Recently Nicholas Wade, a science writer for the New York Times, has written a book called The Faith Instinct: How Religion Evolved and Why It Endures (2009) which attempts to bring together many ideas concerning the growth and endurance of religion.  Readers have found the section on religious behavior and group selection one of the most important chapters (67-74) because it describes the selective advantages of groups unified by religion.  Wade discusses a recent article written by E. O. Wilson and David Sloan Wilson concerning the case to be made for group selection.  E. O. Wilson, a respected American biologist, is a recent “convert” to group selection, which seems to be gaining ground as a theory about religion.  Daniel Dennett describes David Sloan Wilson’s theory as put forth in Wilson’s text Darwin’s Cathedral: Evolution, Religion and the Nature of Society (2002) “Religion is a social phenomenon designed by Evolution to improve cooperation within, not among, human groups.”[10]  Some atheists will not find the idea of religion improving cooperation within groups salient.  Certainly religion has an age old reputation for tearing cultures asunder.  Wade and Wilson are naturalists, yet the turn to adaptation as the cause for religion could be problematical, as proponents of the theory emphasize the gains religion has bestowed on human groups. Many atheists could be troubled by the lack of emphasis on religion’s evils.  (See the List of Books below for more information on David Sloan Wilson and his Templeton connection and some comments concerning Templeton from Sunny Bains, from the Department of Electrical and Electronic Engineering, Imperial College, London, United Kingdom.)

The anthropology of religion is still contentious. Critics point out that many of its prominent scholars have begun from a position of assuming religion was based on false premises and set out to prove that theory rather than letting facts lead them.  Many atheists will find themselves in agreement with the false premise theory. This Preface concludes with a quote from Stewart E. Guthrie’s article “Anthropological Theories of Religion.” “Religions, like other animism and anthropomorphism, may be put to varied uses.  However, these uses neither account for their existence nor guarantee that they are beneficial.  Ultimately, religions are products of evolutionary chance, unintended consequences of prior evolutionary products.  Looking for a function in them, our intuitive bent, is one aspect of our teleology. That teleology, which assumes meaning and purpose in the world in general, is itself one more component of our anthropomorphism.” [11]

More thought and research into the claims of some evolutionary psychologists, anthropologists, biologists and other scholars that religion is a by-product of our human evolution and will be difficult to impossible to eradicate has convinced me that such a notion is not correct. Irreligion is growing. There are hundreds of millions of unbelievers around the world for the first time in history; in Denmark and Sweden, as well as other countries, it is becoming what the writer, Anthony Gottlieb, calls, “vestigial.”
I think there is a good chance that, while religion may never be completely eradicated, that it might become, within this century, irrelevant for large groups of people.

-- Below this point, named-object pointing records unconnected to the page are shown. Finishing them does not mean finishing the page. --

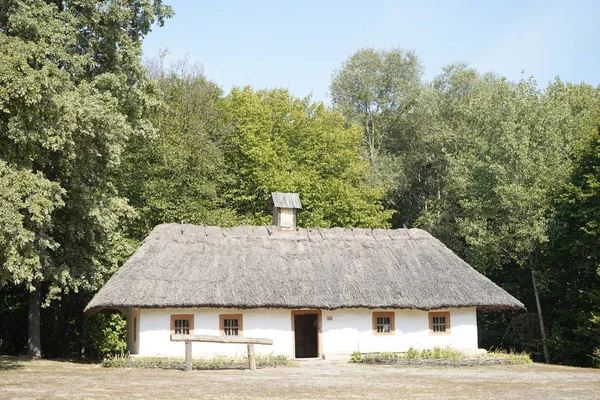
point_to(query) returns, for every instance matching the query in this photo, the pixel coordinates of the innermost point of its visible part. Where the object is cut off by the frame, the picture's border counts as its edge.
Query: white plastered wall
(132, 316)
(259, 323)
(351, 330)
(345, 331)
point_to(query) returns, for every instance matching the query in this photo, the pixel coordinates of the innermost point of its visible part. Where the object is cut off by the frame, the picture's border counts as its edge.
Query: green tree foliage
(71, 94)
(176, 174)
(377, 89)
(285, 144)
(573, 263)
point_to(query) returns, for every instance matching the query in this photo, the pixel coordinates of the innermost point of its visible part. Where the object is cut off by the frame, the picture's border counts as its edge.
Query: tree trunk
(34, 343)
(541, 317)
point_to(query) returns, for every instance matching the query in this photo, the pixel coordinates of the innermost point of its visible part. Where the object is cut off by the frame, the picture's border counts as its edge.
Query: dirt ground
(44, 379)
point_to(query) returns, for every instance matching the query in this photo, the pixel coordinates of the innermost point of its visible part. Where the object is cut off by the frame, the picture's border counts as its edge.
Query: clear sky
(298, 44)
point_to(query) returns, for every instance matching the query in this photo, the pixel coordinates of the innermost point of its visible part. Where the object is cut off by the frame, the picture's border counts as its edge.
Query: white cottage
(315, 292)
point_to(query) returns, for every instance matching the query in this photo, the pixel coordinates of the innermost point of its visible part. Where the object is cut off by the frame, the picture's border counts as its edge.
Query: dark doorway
(306, 329)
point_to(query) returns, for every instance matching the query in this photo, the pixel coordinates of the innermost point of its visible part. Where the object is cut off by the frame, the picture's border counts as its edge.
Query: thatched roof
(251, 267)
(286, 200)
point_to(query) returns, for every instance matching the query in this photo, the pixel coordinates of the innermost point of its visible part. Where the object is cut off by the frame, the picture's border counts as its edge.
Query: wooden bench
(188, 339)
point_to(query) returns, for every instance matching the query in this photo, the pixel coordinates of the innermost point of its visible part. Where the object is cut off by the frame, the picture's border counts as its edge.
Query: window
(231, 324)
(383, 323)
(439, 323)
(182, 324)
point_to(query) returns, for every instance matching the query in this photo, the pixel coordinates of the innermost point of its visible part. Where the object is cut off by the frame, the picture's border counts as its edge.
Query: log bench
(188, 339)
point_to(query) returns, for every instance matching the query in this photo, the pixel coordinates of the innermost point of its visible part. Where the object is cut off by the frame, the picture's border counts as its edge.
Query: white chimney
(285, 206)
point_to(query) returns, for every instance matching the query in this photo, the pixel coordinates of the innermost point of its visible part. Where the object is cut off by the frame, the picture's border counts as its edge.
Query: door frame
(319, 336)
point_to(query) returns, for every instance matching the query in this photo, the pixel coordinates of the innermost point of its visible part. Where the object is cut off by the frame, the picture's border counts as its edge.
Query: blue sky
(298, 44)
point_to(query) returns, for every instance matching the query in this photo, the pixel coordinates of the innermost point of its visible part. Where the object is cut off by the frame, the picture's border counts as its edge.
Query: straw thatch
(251, 267)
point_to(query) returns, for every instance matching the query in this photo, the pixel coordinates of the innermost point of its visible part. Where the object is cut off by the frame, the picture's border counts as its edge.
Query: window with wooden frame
(383, 323)
(231, 325)
(439, 323)
(182, 324)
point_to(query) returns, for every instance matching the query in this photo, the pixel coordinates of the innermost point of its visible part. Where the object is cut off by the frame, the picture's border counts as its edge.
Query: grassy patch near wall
(440, 356)
(219, 362)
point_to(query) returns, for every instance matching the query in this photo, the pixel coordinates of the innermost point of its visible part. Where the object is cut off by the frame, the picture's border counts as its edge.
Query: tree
(71, 94)
(377, 89)
(516, 155)
(281, 143)
(177, 173)
(573, 262)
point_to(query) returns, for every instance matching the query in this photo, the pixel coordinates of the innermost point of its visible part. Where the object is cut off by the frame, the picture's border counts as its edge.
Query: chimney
(285, 206)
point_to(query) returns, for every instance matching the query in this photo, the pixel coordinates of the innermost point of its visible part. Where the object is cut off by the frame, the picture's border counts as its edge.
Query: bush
(218, 362)
(438, 355)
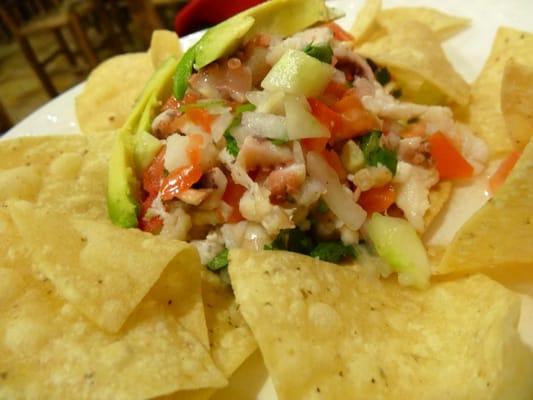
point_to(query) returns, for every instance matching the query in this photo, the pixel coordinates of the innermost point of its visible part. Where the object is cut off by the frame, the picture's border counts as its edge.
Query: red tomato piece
(180, 180)
(378, 199)
(449, 161)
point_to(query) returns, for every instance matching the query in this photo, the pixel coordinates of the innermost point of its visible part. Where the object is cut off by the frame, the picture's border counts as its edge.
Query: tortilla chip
(365, 20)
(327, 331)
(443, 25)
(49, 350)
(164, 44)
(486, 118)
(103, 270)
(438, 197)
(517, 101)
(497, 238)
(413, 47)
(230, 337)
(111, 91)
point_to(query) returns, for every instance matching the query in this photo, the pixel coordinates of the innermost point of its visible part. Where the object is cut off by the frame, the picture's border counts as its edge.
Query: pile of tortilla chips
(92, 311)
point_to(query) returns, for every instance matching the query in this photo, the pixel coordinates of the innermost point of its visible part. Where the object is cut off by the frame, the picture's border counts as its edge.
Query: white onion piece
(301, 123)
(336, 197)
(265, 125)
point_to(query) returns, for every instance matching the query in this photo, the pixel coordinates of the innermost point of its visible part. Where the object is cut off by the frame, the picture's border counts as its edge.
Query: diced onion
(339, 201)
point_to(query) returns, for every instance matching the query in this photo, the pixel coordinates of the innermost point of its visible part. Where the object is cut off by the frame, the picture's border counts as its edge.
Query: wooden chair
(53, 21)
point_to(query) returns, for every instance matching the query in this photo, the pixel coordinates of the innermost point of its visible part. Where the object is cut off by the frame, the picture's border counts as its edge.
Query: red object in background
(198, 14)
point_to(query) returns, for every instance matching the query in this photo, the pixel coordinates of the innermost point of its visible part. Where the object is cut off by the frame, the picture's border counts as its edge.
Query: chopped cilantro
(383, 76)
(375, 154)
(292, 240)
(220, 261)
(322, 52)
(279, 142)
(231, 144)
(332, 251)
(397, 93)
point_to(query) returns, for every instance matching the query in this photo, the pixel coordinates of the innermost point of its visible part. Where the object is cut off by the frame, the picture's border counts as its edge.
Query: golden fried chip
(517, 101)
(49, 350)
(164, 44)
(438, 197)
(327, 331)
(496, 239)
(111, 91)
(443, 25)
(230, 337)
(413, 47)
(486, 118)
(365, 20)
(103, 270)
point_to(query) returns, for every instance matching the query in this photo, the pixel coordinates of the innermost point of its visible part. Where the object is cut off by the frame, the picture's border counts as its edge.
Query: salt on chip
(103, 270)
(486, 119)
(230, 337)
(497, 239)
(365, 20)
(50, 350)
(517, 101)
(443, 25)
(111, 91)
(413, 47)
(164, 44)
(327, 331)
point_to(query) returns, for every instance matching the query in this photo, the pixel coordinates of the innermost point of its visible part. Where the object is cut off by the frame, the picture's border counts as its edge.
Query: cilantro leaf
(383, 76)
(322, 52)
(375, 154)
(332, 251)
(220, 261)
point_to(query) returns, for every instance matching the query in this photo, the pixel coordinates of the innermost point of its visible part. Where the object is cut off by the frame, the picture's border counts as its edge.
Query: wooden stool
(52, 22)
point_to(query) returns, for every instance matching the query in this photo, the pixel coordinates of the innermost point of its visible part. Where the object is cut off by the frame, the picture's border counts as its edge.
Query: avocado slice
(397, 242)
(280, 17)
(122, 184)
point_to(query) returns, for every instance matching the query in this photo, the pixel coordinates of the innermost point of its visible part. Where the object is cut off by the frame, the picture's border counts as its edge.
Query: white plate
(467, 52)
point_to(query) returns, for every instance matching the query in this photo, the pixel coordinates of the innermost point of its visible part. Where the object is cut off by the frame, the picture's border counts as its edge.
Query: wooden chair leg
(37, 67)
(63, 45)
(82, 40)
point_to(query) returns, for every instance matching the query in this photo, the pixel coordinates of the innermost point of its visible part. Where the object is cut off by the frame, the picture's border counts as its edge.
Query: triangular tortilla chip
(49, 350)
(517, 101)
(415, 48)
(333, 332)
(497, 239)
(486, 118)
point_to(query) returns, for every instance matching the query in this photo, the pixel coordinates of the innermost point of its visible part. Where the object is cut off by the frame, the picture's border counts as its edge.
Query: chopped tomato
(338, 32)
(504, 169)
(194, 148)
(180, 180)
(171, 104)
(153, 174)
(232, 196)
(378, 199)
(326, 116)
(357, 120)
(335, 162)
(153, 225)
(449, 161)
(200, 117)
(314, 144)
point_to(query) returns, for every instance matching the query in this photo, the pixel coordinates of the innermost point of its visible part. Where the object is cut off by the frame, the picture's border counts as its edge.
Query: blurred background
(48, 46)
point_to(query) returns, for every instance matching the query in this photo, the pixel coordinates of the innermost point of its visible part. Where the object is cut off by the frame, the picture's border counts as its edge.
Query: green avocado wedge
(122, 184)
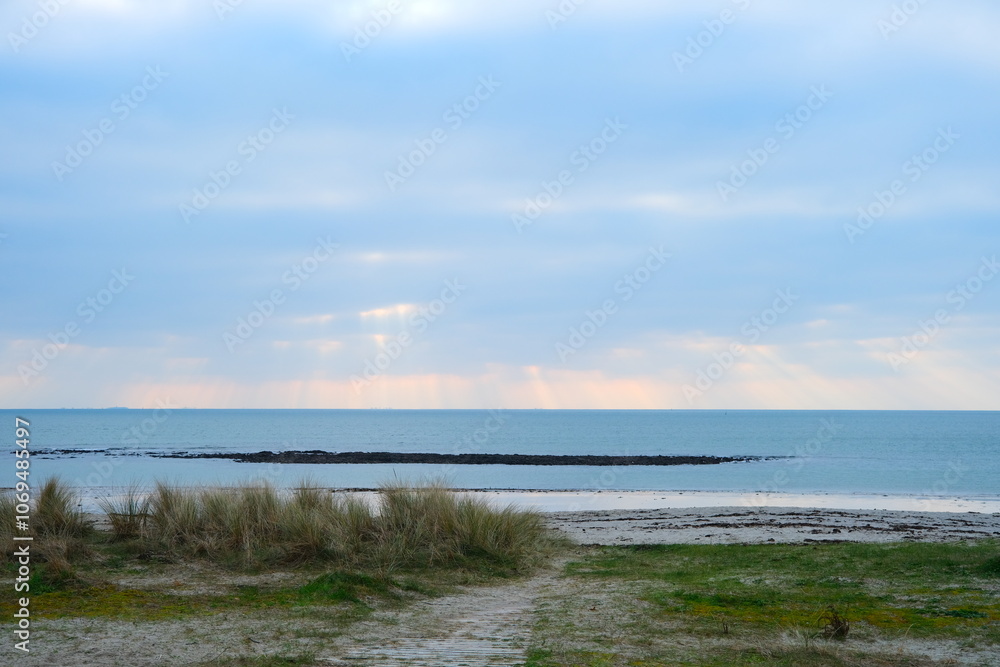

Video: Atheist Anthropology and the Origins of Religion

Atheist Anthropology and the Origins of Religion

Video Discussion: Atheist Anthropology and the Origins of Religion

Discussion of Atheist Anthropology and the Origins of Religion

The following Books have been chosen for their scholarly merits by critics and readers

This particular list contains volumes concerned with some of the latest currents in anthropology and sociology along with older classics which continue to be read for their elegant style and insight into the origin of religion.

Atran, Scott. In Gods We Trust: The Evolutionary Landscape of Religion. (Evolution and Cognition Series.) Oxford: Oxford University Press, U.S.A., 2004, c.2002.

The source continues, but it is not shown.